Consequentially, this would keep Britain unable to make trade deals of her own, thus rendering Liam Fox’s position as secretary of state for International trade totally fruitless. More importantly, it would keep Britain restrained by the needs, wishes and negative profiles of the other members of the trade bloc. This leads to the unacceptably long time it takes the EU to negotiate a free trade deal; and could explain why, whilst Iceland has a trade deal with China – the EU does not. Once again, this is not what Brexiteers voted for.
Additionally, remaining inside the single market would mean a continuation of the common agricultural and fisheries policy. The consequence of this would be the retention of quotas for British fishermen in their own waters.
Given the flotilla of fishing boats up the Thames, the overwhelming support for leave in historic fishing areas such as Grimsby (and much of the North West), parts of Wales as well as Cornwall; this would be a gross betrayal of many of the most passionate and longest standing Eurosceptics.
Finally, remaining in the single market means Britain must agree to implement the common harmonised rules of the market.
These rules originate from the EU law, and would thus mean the British government would still be unable to make their own laws where business and trade standards are concerned. This is not the return of sovereignty that leave voters were promised.

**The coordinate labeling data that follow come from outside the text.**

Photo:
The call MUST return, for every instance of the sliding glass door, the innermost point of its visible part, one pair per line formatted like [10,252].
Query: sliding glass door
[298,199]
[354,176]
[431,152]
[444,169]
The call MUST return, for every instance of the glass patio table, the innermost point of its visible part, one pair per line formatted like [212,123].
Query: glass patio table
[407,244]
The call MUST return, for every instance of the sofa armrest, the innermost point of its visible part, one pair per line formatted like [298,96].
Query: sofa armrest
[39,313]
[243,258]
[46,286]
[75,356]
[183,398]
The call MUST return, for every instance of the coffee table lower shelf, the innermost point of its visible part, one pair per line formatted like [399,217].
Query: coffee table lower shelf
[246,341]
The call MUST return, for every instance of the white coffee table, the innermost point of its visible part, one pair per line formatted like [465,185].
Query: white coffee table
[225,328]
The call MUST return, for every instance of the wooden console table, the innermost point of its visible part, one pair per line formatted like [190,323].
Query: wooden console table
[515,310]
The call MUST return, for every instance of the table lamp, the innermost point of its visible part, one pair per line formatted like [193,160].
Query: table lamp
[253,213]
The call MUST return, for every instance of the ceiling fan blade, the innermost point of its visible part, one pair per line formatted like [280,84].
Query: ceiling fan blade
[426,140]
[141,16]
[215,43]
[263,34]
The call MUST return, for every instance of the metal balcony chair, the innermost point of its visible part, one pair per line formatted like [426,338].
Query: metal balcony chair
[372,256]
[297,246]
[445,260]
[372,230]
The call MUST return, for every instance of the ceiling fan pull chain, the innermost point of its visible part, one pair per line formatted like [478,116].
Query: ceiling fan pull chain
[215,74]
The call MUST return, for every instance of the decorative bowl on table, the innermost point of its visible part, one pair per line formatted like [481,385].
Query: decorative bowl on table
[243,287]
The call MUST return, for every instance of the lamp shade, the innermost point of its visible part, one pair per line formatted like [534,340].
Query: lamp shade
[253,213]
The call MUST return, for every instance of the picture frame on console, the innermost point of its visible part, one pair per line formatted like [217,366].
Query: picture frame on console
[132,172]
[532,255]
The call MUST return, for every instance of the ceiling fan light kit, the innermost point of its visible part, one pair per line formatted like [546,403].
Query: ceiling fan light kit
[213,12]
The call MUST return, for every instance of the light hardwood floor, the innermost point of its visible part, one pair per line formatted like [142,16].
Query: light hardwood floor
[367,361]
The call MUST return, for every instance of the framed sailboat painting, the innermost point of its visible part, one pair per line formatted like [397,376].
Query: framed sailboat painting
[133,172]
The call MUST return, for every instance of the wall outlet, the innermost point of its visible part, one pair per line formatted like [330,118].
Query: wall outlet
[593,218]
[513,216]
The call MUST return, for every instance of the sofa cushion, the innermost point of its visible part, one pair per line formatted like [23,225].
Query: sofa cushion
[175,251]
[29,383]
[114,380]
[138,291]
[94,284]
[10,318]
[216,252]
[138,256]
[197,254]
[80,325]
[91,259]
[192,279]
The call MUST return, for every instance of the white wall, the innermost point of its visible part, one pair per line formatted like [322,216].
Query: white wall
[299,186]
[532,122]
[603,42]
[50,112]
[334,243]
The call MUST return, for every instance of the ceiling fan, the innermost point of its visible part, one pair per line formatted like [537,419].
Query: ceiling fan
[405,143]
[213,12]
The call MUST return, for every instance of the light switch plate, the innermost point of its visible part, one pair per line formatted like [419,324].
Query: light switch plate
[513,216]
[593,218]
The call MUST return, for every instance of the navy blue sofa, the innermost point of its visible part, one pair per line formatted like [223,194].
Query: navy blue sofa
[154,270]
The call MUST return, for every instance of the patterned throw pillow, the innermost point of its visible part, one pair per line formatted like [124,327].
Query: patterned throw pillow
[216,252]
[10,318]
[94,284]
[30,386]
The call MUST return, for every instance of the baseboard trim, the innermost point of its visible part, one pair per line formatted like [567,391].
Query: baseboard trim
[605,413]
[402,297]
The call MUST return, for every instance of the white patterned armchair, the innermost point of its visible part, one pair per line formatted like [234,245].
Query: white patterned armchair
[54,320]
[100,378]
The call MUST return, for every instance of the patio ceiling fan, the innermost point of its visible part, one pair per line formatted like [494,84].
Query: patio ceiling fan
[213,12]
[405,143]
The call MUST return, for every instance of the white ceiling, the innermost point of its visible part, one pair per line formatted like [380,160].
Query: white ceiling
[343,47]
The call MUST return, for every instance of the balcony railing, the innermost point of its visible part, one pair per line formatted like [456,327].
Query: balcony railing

Now, although the official Vote Leave campaign were a cross party campaign and not a government (thus unable to make promises and guarantees), they had a vision and their followers signed up to this vision. You would be lying to yourself to suggest otherwise. This vision included an Australian style points system, Britain making her own trade deals, and a return of our parliamentary sovereignty and fishing rights.
Whether leave voters were attracted by one or all of these aspirations, the result is the same; they voted for Britain to leave the European single market and that is what must now be delivered. Anything less is a total abdication of responsibility by our elected representatives and leaves the question of further withdrawal ever more prominent an issue.